Немало малоценных литвинов было отпущено в отчизну — сразу за послами. Договариваться с Зигмундом поехали князь Удача Волконский и дьяк Иванов. С ними ехал с польского посольского двора Якуб Борковский (ценный Гонсевский на всякий случай был придержан на Москве). Освобождённые пленники далеко отстали от посольских возков — вся худородь пешком шла, погоняемая приставами. Мотались на шейных гайтанах[85], снизу, перевязанные бело-алые руки, выше — перевязанные ало-белые головы. Хромых и тяжелораненых всё-таки везли на открытых и на зачехлённых сзади таратайках в скудном строю грузовых фур.
В одной такой крытой тележке где-то меж Дорогобужем и Смоленском умер ротмистр Борша. Он так и трясся бессловесной головой на мочальном тюфяке, поначалу никто даже не заметил его смерти, даже сам Борша сразу не понял, в чём дело.
Он продолжал трястись в повозке, как и прежде, только шатры её тепло зазолотились, набухали и набухали светом: Борша подумал, светило встаёт так близко, будто отовсюду впереди.

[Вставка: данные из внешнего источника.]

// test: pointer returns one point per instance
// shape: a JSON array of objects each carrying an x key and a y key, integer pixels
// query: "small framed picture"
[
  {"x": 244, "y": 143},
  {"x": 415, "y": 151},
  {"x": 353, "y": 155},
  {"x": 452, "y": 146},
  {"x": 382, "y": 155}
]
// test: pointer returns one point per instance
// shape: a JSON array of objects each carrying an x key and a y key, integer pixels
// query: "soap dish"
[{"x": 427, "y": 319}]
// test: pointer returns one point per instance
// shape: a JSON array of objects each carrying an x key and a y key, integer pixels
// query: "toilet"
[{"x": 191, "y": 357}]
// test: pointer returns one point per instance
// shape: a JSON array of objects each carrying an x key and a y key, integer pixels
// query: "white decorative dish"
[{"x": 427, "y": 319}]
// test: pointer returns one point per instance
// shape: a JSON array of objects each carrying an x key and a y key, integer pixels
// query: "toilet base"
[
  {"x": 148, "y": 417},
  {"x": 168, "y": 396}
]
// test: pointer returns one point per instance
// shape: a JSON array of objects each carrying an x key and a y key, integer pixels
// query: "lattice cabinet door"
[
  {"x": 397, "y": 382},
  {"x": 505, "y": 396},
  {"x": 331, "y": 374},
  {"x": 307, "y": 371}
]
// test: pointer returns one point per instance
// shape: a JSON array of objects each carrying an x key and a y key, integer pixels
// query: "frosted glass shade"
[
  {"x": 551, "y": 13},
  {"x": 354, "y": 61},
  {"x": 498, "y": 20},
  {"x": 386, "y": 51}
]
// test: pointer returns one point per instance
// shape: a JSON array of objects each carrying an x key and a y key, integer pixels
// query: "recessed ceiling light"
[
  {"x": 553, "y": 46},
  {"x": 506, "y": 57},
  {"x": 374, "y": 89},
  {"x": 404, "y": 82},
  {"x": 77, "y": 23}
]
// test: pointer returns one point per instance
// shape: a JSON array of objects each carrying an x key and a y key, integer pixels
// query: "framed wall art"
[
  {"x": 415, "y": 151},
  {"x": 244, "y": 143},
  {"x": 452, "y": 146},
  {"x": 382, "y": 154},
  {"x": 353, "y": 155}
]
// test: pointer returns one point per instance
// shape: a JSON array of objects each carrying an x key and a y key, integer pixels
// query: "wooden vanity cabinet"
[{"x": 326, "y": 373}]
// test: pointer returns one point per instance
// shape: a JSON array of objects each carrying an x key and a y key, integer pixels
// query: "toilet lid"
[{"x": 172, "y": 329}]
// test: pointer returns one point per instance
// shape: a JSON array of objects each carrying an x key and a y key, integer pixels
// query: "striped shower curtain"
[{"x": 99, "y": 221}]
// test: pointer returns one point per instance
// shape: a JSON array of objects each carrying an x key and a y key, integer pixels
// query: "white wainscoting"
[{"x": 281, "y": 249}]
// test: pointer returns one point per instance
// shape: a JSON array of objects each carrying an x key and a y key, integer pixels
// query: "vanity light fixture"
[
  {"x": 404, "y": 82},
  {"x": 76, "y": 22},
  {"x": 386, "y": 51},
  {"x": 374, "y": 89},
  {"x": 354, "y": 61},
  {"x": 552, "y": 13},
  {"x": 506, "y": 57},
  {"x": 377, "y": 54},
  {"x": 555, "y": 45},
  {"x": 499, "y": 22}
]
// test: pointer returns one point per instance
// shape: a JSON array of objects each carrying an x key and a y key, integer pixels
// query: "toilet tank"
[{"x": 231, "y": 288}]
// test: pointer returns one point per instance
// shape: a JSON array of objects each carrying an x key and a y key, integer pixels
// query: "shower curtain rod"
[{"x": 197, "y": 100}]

Борша ощутил, что ему небывало хорошо лежать теперь в повозке, и сама тряска какой-то живой колыбельной благодатью теперь казалась. Он решил было, что поправляется или уже здоров, но вовремя (в прозрачное, невыносимо-невесомое, влюблённое в кого-то золото оделось уже всё кругом) заметил — тряска так тиха, что невозможна при шаге коней по земле. Ротмистр чуть задрал заросший подбородок, посмотрел на возницу, назад, но раньше, чем его увидел, уже знал: тот — неизвестный, но странно родной и знакомый, хоть с ещё слабо различимым сквозь лучи обличием, сидя на боковой слеге, сам давно глядит надёжно и насмешливо на ротмистра, точно это молошный тайный брат встречал его задолго до двора.
Борша начинал припоминать уже возницу и мигающий от тряски и ветра, но держащий дорогу, этот свет постоялого солнца — предпоследнего...
Всё им прожитое к этому часу на кругах земли сосредоточилось теперь для него в одной подушке, на которой смешно и напрасно потряхивалась ещё его ничего не весящая голова. Одна подушка не была ещё покуда золотой, а своего тенистого, серо-сырого цвета, и Борша теперь осязал свою прожитую нынче жизнь как уходящие неверные сны, ещё жалобно, слабо бродящие вкруг его головы, замешкавшиеся на землистой материи подушки.
Едва Борша поднимет сейчас с этой чуть ощутимой ткани голову — он точно чувствовал — сны отлетят, не оставив и воспоминания, — навсегда. И не торопился снимать голову: надеялся как-нибудь удержать в ней для прибывающего золотого света, как-то зацепить за этот лёгкий свет странные и неуклюжие земные сны... хотя ему не терпелось уже высунуться из кибитки — что, что там? Но он не спешил, и возчик, улыбающийся всепонимающе и заговорщически, его никуда не торопил, сиял. (Мол, рваться куда? Всё, мол, успеется).